Ее выбор не стал неожиданностью. На протяжении двух недель решение было принято, и Мэрилин начала по три, четыре, а зачастую и пять раз в неделю ездить из своего номера в «Глэдстоуне», что на Восточной девяносто третьей улице, в кабинет психотерапевта доктора Маргарет Хохенберг, которая несколько лет лечила Милтона Грина.

«Милтон не только рекомендовал актрисе этого доктора, — подтвердила Эми. — На самом деле он даже отвез ее к Хохенберг, хотя поначалу испытывал сомнения, опасаясь, что две женщины не смогут поладить». Высокая и толстая пятидесятилетняя венгерская иммигрантка, белые волосы которой были заплетены в тугие косицы, Маргарет Герц Хохенберг решительным образом взялась за лечение своей новой пациентки. Она изучала медицину в Вене, Будапеште и Праге, работала в психиатрических больницах для тяжелобольных, а потом специализировалась в психоанализе — всё это прежде, чем в 1939 году доктор Хохенберг приехала в Нью-Йорк и открыла частную практику. «Мне нравится с ней разговаривать», — вот всё, что Мэрилин сказала Эми на эту тему.

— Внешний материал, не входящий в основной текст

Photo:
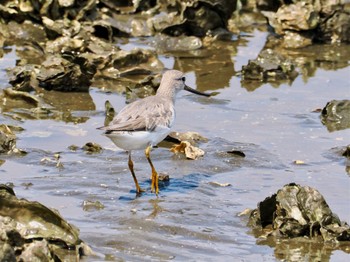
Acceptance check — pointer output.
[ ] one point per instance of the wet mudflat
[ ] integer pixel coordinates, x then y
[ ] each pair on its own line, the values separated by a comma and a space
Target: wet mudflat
195, 216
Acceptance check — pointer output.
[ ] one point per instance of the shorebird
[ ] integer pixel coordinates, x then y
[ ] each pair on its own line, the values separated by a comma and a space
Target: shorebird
146, 122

Итак, 1955 год должен был стать годом, когда явление под названием «Мэрилин Монро» — блистательная и сексуальная кинозвезда — окажется отставленной в сторонку; пренебрегли при этом и фигурой Джин Харлоу, которая неким символическим образом направляла жизнь Мэрилин. Вместо этого почти удалось создать женскую версию Марлона Брандо, поскольку Монро начала строить из себя драматическую актрису: она разгуливала по Нью-Йорку в синих джинсах или обычных брюках, в майке с рукавами или без и лишь слегка подкрашенной, если вообще накладывала на себя макияж. Но под всем этим скрывалась всего лишь личинка или, если хотите, куколка — нечто по-прежнему незрелое и детское. Перестав являть миру накрашенное лицо, этот плод замысловатых и хитроумных операций, Мэрилин хотела неясным пока способом стать, как говорится, подлинной личностью; и, чтобы достигнуть этого, она всё начала с нуля — будто бы до сих пор и не было никакой Мэрилин Монро.

Выполняя эту задачу, Мэрилин очутилась в особо трудной ситуации, поскольку вместо прежней искусственности на свет явилась новая, более утонченная опасность. Артистка считала, что сейчас она уже независима, что наконец она занимается чем-то ради самой себя, а не для того, чтобы удовлетворить других. Это была самая горькая иллюзия в ее жизни.